The word “instant” makes me suspicious.

When applied to food, it’s a synonym for “mediocre flavoring with a chemical aftertaste,” as in instant soup, instant coffee and instant mashed potatoes.

When used in reference to health care, it means “fraudulent.” Which is why there’s no such thing as instant pain relief, instant weight loss or instant zit removal.

There’s instant gratification (unsatisfying), instant debt relief (unreliable) and instant messaging (unendurable).

John Lennon’s “Instant Karma”? Unlistenable.

I’ll make an exception for instant replay in sports. But when it comes to politics, the word has even less credibility.

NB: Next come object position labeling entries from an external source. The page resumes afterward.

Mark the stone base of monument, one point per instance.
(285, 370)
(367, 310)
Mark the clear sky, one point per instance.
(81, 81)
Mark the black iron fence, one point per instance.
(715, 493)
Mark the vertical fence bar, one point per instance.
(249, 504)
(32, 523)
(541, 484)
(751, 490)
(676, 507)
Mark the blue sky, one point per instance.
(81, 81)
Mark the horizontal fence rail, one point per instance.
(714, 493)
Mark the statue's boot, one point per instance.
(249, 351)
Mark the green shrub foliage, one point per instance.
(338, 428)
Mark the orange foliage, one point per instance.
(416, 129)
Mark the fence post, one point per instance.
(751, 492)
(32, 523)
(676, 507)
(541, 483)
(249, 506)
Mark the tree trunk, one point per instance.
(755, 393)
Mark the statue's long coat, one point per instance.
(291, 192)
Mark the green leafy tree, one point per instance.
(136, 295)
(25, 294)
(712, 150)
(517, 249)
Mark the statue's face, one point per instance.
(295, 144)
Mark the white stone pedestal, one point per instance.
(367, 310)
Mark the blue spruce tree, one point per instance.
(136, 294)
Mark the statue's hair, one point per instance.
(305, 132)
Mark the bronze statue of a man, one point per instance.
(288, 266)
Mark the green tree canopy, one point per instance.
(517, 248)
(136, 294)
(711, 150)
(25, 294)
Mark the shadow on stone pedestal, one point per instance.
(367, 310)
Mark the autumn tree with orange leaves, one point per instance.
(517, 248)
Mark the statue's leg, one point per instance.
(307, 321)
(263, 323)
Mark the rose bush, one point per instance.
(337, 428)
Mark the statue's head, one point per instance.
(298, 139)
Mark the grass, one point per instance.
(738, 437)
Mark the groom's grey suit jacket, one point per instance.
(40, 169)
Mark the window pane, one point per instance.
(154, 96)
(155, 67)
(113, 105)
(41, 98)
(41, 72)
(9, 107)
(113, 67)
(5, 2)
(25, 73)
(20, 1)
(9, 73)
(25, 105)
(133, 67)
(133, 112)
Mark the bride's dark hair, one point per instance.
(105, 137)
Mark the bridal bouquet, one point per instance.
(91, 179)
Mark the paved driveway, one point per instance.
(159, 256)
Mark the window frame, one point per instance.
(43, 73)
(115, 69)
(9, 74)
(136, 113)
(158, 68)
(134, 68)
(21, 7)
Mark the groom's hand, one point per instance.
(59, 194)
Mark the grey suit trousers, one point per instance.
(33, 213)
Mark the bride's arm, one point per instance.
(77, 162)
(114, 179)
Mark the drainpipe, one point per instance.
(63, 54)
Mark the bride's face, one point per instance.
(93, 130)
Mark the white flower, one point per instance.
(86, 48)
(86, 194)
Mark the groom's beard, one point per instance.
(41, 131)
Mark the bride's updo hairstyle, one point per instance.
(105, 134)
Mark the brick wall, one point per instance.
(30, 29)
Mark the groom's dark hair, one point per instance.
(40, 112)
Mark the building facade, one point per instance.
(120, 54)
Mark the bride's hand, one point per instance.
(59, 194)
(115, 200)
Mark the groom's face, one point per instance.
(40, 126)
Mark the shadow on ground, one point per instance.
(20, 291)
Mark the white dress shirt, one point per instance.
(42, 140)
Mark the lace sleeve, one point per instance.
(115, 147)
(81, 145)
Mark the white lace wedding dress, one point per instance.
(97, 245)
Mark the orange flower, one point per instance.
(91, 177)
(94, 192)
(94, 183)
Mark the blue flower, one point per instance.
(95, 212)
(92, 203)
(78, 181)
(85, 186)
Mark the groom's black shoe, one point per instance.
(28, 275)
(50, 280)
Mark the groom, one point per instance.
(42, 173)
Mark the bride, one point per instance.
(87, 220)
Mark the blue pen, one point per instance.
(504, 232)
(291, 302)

Elected officials never do anything instantly, unless it’s grab their paychecks and get out of town. And if they ever do fulfill a campaign promise for instant action, they’re certain to cause more problems than they solve (the Maine law passed in 2009 that accidentally made it almost impossible to hold wine tastings comes to mind – instantly).

Which brings us to the Portland Charter Commission (motto: No, Sorry, We Don’t Book Bus Tours – It’s A Different Kind Of Charter). Members of this esteemed assemblage are considering a proposal to have the state’s most populous city elect its mayor by something called instant runoff voting (its pals call it IRV).

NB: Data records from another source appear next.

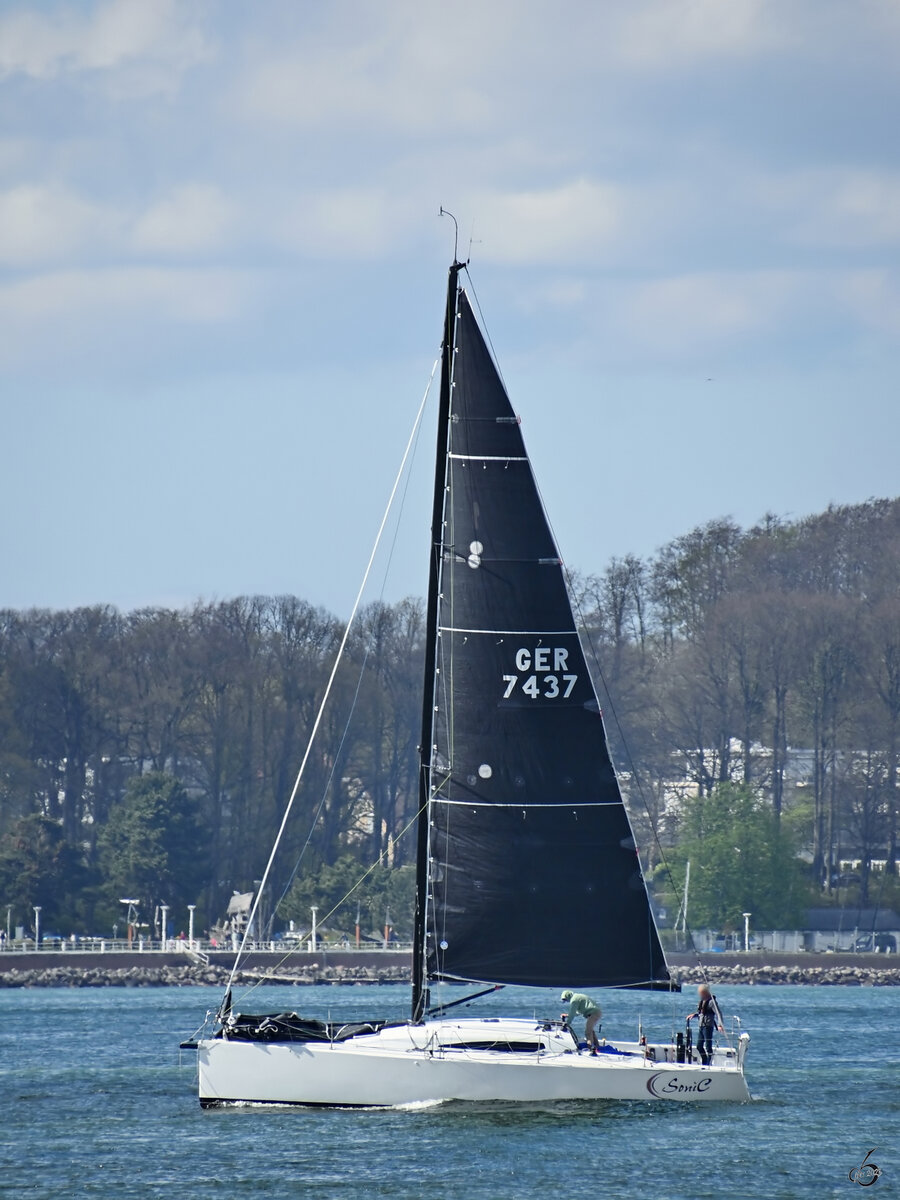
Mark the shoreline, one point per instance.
(165, 970)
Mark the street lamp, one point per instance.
(131, 916)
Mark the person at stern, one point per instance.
(711, 1017)
(583, 1006)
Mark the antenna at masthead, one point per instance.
(456, 233)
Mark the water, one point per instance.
(95, 1103)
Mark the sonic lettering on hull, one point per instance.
(673, 1086)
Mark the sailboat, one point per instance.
(527, 870)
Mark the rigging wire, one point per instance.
(331, 911)
(629, 757)
(329, 781)
(484, 329)
(329, 685)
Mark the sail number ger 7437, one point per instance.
(541, 673)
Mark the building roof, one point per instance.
(845, 921)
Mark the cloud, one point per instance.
(193, 217)
(573, 222)
(677, 33)
(46, 42)
(45, 223)
(63, 313)
(850, 208)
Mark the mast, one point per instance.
(420, 990)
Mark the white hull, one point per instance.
(417, 1063)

Under this system, voters wouldn’t choose a single candidate for the post. Instead, they’d rank all the contenders, from best to worst. If nobody got a majority of the “best” votes, the last-place finisher would be eliminated (humanely, of course) and his or her support redistributed to the candidates who ranked second on those ballots. This process would continue until either someone gained more than 50 percent, or everyone got sick of recounting and went home in disgust.

IRV is used in many places, such as Cambridge, Mass., where voters recently faced a ballot containing 19 names for City Council. The recounting took longer than the NFL playoffs. Can’t wait to try that with Maine’s 23-candidate gubernatorial election.

IRV is also the preferred method of picking members of parliament in Papua New Guinea, the House of Representatives in Fiji and the winners of science fiction’s Hugo Awards.

Good to know the little guys still stand a chance against “Avatar.”

Supporters say IRV offers many advantages. In a 2006 op-ed, Justin Alfond, now a Democratic state senator from Portland, claimed it would elevate decision making to a higher level.

“In a four-way race,” Alfond wrote, “we will no longer have to consider how we think other people are voting so as to prevent our least-favorite candidate from winning.”

Often, all the candidates are my least favorite. Does IRV give me the option of multiple last-place ratings?

The Maine Legislature has been faced with bills to institute instant runoff voting statewide three times in the last decade, but rejected all of them. A 2005 study by the Secretary of State’s Office found the switch would be costly – San Francisco spent more than $2.7 million to convert – and difficult to implement for local election officials, many of whom still count ballots by hand.

The Maine Municipal Association argued the ranked ballots would be confusing for voters, who sometimes have difficulty deciding simple races between Tweedledee and Tweedledum (although that may not be entirely their fault).

Nevertheless, IRV fans say it’s fairer than the current system, which can result in winners who garner less than a majority of the vote. They’ve got a point. Since 1974, every Maine governor – Jim Longley, Joe Brennan, John McKernan, Angus King and what’s his name, the guy we have now – has failed to achieve the 50 percent threshold in at least one of their successful runs for the Blaine House.

This re-occurring situation was obviously unfair to such losers as Chandler Woodcock, Jonathan Carter, Pat LaMarche, Jim Erwin, Andrew Adam, Tom Connolly, Stan Leen and Buddy Franklin, any of whom could have been the state’s chief executive if only we’d had IRV. And they hadn’t been quite so inept, extreme and/or weird.

But even if Portland adopts instant runoffs, there’s no guarantee of electoral fairness. In a field of five candidates, it’s possible for one of them – let’s call him Conan – to be nearly everyone’s second choice, but almost nobody’s first. That means poor Conan would finish last in the initial round of vote counting, even though the vast majority preferred him over at least three of the other possibilities – we’ll refer to them as Jay, David and Nightline. Redistributing Conan’s support could then tip the election in favor of the remaining name on the ballot – Whatever’s On Fox.

IRV backers also say that candidates, mindful they need second-place votes from supporters of other contenders, would have to be more courteous and respectful, avoiding attack ads and smear tactics.

I can’t imagine why they think making campaigns duller would be an improvement.